Higher dietary glycemic load and total carbohydrate intake has been linked to increased risk of cancer recurrences or death among patients with stage III colon cancer. This finding suggests that diet and lifestyle modification can have a role in improving patient survival.
Lifestyle behavior is known to play a role in the development of colon cancer. Such risk factors as obesity and physical activity directly influence insulin levels. Recent studies have shown a direct link between host factors that lead to hyperinsulinemia and cancer recurrence and mortality in colorectal cancer survivors. However, how glycemic load and other related dietary intakes influences the survival of colon cancer patients was unknown.

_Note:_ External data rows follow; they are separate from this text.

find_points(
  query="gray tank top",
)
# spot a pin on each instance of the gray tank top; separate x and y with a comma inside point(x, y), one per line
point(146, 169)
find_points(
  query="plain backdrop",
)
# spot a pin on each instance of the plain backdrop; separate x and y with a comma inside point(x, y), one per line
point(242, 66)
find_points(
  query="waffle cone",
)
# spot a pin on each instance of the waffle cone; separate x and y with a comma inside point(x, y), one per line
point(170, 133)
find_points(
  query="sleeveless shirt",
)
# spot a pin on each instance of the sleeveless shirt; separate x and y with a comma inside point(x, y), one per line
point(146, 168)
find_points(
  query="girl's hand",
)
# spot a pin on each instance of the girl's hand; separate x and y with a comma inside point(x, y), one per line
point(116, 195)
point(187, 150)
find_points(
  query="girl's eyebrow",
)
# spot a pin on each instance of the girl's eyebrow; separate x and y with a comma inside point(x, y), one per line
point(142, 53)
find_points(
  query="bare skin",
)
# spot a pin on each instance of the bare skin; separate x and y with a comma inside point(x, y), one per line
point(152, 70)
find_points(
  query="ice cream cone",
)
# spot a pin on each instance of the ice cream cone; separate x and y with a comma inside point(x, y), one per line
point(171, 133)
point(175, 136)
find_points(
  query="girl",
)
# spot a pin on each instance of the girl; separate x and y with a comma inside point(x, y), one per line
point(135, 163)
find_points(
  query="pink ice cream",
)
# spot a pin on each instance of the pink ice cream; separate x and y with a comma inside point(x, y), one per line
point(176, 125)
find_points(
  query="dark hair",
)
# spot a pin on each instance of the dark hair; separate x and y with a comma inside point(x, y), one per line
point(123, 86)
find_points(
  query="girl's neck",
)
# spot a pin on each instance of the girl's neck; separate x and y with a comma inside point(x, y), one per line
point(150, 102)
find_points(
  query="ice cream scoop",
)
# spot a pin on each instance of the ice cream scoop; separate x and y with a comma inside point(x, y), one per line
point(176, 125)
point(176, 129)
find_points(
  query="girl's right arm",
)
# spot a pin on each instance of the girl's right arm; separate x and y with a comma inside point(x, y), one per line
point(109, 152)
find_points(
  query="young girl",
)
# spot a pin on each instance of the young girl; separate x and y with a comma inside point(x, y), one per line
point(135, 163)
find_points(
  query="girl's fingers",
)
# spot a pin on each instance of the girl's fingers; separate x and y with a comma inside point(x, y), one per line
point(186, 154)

This observational study had 1,011 stage III colon cancer patients report their dietary intake both during and 6 months after participating in an adjuvant chemotherapy trial. The research team assessed the influence of glycemic load, glycemic index, fructose, and carbohydrate intakes on both mortality and recurrence of the disease.
Patients with the higher dietary levels of glycemic load and total carbohydrate intake had an 80% increased risk of cancer recurrence and death compared with those with the lowest levels. The correlation was even greater among patients who were overweight or obese.
Lead author Jeffrey Meyerhardt, MD, MPH, of the Dana-Farber Cancer Institute in Boston explained that the study does not prove that diets high in glycemic load and carbohydrate intake cause the recurrence of colon cancer. The results do strongly suggest that such dietary factors play a role. He said, “Our findings may offer useful guidance for patients and physicians in ways of improving patient survival after treatment.”
These new clinical findings are consistent with an observation made more than 50 years ago that cancer cells are “avid sugar consumers.”
“In light of our and other’s research, we theorize that factors including a high glycemic load may stimulate the body’s production of insulin,” Meyerhardt said. “That, in turn, may increase the proliferation of cells and prevent the natural cell-death process in cancer cells that have metastasized from their original site.”
This study was published in the Journal of the National Cancer Institute (2012; doi:10.1093/jnci/djs399).